Sensitive attribute handling and masking policies refer to the rules and procedures organizations use to protect confidential or personally identifiable information within their systems. These policies dictate how sensitive data, such as social security numbers or medical records, should be accessed, processed, and displayed. Masking involves obscuring parts of the data so unauthorized users cannot view the full information, thereby reducing the risk of data breaches and ensuring compliance with privacy regulations.
Sensitive attribute handling and masking policies refer to the rules and procedures organizations use to protect confidential or personally identifiable information within their systems. These policies dictate how sensitive data, such as social security numbers or medical records, should be accessed, processed, and displayed.
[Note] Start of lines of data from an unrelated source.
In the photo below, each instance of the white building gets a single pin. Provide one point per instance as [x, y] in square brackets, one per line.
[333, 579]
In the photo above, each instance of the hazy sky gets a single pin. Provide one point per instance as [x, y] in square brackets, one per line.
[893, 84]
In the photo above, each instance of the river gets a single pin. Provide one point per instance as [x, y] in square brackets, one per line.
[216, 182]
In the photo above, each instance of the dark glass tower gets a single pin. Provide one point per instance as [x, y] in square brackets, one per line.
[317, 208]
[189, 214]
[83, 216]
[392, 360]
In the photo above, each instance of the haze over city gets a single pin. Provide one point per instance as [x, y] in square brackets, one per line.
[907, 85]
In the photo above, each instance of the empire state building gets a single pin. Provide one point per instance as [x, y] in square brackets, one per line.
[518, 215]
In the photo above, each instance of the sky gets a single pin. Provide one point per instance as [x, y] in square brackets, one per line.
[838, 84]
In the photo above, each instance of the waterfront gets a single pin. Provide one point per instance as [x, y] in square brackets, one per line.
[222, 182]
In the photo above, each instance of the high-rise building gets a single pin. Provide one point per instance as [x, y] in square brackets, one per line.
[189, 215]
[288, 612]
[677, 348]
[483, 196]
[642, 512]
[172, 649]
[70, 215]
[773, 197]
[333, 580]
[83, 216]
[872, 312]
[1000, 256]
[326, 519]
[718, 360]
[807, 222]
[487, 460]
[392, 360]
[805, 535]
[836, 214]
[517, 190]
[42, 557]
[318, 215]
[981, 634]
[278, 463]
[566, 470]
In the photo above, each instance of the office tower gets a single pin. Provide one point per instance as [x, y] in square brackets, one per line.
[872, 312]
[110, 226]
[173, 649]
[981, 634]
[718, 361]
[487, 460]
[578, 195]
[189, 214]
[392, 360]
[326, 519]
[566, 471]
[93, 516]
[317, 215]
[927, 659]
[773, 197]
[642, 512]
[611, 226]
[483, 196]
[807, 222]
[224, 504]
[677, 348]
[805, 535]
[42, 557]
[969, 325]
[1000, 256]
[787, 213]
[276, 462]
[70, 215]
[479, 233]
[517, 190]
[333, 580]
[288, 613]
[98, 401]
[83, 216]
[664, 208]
Masking involves obscuring parts of the data so unauthorized users cannot view the full information, thereby reducing the risk of data breaches and ensuring compliance with privacy regulations.
What are sensitive attributes in data governance?
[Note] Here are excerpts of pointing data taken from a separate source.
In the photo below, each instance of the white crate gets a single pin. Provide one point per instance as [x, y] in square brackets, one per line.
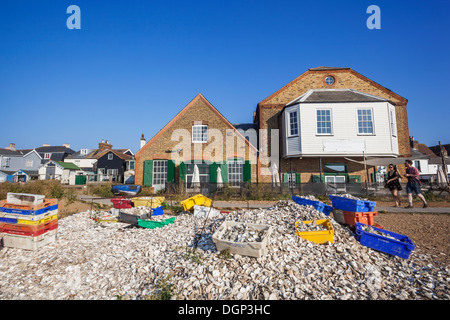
[253, 249]
[29, 243]
[25, 199]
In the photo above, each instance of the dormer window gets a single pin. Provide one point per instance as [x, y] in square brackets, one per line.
[199, 133]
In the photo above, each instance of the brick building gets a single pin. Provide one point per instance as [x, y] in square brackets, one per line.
[198, 135]
[321, 150]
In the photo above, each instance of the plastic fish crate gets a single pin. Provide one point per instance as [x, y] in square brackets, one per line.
[152, 202]
[29, 243]
[199, 200]
[17, 219]
[253, 249]
[401, 246]
[319, 237]
[351, 218]
[33, 210]
[29, 230]
[27, 199]
[157, 211]
[9, 216]
[122, 203]
[353, 205]
[149, 224]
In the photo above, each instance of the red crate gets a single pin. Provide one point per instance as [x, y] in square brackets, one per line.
[29, 230]
[122, 203]
[352, 218]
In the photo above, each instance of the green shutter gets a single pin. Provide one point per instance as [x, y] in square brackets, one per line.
[213, 172]
[182, 171]
[170, 171]
[224, 167]
[148, 173]
[247, 171]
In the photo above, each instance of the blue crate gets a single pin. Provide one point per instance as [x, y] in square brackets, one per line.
[401, 246]
[157, 211]
[318, 205]
[352, 205]
[327, 210]
[28, 212]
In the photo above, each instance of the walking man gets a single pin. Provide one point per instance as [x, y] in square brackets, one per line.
[412, 174]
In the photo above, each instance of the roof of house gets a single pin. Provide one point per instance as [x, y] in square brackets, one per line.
[8, 152]
[335, 96]
[49, 149]
[68, 165]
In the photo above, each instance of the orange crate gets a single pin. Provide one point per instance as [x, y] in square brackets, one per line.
[352, 218]
[45, 204]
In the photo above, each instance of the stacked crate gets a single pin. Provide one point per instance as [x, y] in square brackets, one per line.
[353, 210]
[28, 221]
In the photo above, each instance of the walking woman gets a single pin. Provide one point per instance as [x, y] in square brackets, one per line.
[393, 183]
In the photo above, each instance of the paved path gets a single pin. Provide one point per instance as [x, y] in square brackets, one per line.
[253, 205]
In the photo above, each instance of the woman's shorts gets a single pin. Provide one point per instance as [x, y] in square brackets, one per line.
[410, 187]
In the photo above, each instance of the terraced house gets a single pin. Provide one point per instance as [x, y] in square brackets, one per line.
[329, 119]
[199, 135]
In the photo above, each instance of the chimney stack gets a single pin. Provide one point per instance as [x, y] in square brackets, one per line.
[102, 146]
[142, 141]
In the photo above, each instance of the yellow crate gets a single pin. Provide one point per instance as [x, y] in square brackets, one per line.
[199, 200]
[152, 202]
[37, 222]
[317, 236]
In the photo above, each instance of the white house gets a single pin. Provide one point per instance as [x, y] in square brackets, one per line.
[338, 123]
[58, 170]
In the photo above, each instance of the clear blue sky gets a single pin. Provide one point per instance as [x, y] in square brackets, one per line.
[135, 64]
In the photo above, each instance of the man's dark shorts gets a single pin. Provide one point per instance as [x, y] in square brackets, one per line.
[410, 187]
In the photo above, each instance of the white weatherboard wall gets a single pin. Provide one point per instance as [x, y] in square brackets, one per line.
[344, 139]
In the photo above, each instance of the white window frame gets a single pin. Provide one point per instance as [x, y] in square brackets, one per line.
[289, 124]
[202, 134]
[235, 172]
[372, 120]
[393, 123]
[331, 122]
[159, 172]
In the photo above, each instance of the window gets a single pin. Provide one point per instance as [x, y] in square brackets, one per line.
[365, 121]
[293, 123]
[203, 169]
[324, 121]
[235, 172]
[200, 133]
[392, 118]
[329, 80]
[159, 172]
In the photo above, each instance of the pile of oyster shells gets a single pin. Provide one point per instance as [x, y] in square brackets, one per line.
[106, 260]
[242, 233]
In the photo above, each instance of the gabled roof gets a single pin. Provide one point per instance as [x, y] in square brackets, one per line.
[183, 111]
[8, 152]
[324, 70]
[335, 96]
[68, 165]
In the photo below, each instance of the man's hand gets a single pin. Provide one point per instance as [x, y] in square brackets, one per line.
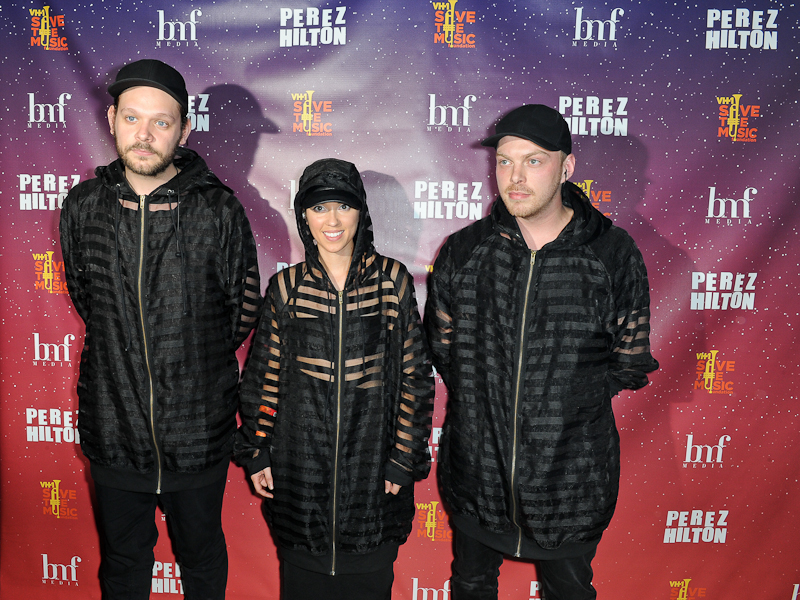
[262, 481]
[388, 487]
Sensitive attributes are data elements that require extra protection (e.g., social security numbers, health records, financial details). Policies define who may access them, how they are stored, transmitted, and masked to reduce risk.
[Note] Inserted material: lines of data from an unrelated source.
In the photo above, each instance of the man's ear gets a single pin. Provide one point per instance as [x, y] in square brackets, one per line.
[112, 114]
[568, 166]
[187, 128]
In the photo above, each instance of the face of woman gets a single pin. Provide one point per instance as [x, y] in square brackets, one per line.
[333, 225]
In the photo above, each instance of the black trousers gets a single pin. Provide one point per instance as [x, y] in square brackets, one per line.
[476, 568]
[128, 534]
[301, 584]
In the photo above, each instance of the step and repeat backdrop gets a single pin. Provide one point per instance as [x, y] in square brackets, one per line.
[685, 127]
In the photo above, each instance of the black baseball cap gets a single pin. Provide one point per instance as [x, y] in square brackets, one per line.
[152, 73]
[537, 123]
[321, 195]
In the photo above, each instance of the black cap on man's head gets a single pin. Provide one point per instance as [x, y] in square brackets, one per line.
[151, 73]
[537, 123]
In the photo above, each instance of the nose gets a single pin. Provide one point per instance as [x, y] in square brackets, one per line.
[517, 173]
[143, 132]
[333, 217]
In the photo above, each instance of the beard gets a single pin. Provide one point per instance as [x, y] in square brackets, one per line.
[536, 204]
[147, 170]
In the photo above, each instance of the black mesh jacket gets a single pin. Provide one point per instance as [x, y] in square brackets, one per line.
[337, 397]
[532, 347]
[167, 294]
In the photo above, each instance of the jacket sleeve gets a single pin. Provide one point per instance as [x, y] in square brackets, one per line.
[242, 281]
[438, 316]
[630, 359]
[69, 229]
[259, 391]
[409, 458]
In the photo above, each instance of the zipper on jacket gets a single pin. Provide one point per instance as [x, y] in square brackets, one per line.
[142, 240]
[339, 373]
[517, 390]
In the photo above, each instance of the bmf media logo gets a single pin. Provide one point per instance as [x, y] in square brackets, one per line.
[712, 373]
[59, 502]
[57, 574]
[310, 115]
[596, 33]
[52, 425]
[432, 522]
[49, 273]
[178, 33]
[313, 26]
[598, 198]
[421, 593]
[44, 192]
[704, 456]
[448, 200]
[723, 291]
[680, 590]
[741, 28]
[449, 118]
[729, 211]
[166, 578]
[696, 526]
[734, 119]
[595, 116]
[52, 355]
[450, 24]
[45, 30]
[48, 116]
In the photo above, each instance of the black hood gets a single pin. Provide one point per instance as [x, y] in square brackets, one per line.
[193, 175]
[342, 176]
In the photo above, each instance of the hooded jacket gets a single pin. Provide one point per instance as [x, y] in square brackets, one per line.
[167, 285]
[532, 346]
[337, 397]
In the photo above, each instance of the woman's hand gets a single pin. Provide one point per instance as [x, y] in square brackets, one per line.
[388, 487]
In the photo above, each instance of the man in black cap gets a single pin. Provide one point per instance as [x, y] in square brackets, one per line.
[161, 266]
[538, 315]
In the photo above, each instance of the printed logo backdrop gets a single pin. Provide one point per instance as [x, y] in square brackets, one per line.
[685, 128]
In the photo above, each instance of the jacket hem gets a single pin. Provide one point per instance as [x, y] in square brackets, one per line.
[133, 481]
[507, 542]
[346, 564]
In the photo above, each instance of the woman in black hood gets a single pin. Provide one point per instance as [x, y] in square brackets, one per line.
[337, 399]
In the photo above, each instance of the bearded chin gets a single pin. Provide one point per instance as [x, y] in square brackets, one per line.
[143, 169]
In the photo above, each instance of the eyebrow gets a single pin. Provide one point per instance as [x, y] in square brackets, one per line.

What is data masking and why is it used?
Data masking replaces real values with safe substitutes in non-production environments, preserving data utility for testing while protecting privacy.
What are common masking techniques?
Techniques include redaction, tokenization, and format-preserving masking. Pseudonymization and encryption can also complement masking in protecting data at rest or in transit.
How do access controls and auditing help protect sensitive attributes?
Implement role-based access, enforce least privilege, restrict access to need-to-know, and maintain logs and reviews to detect and address unauthorized access or policy violations.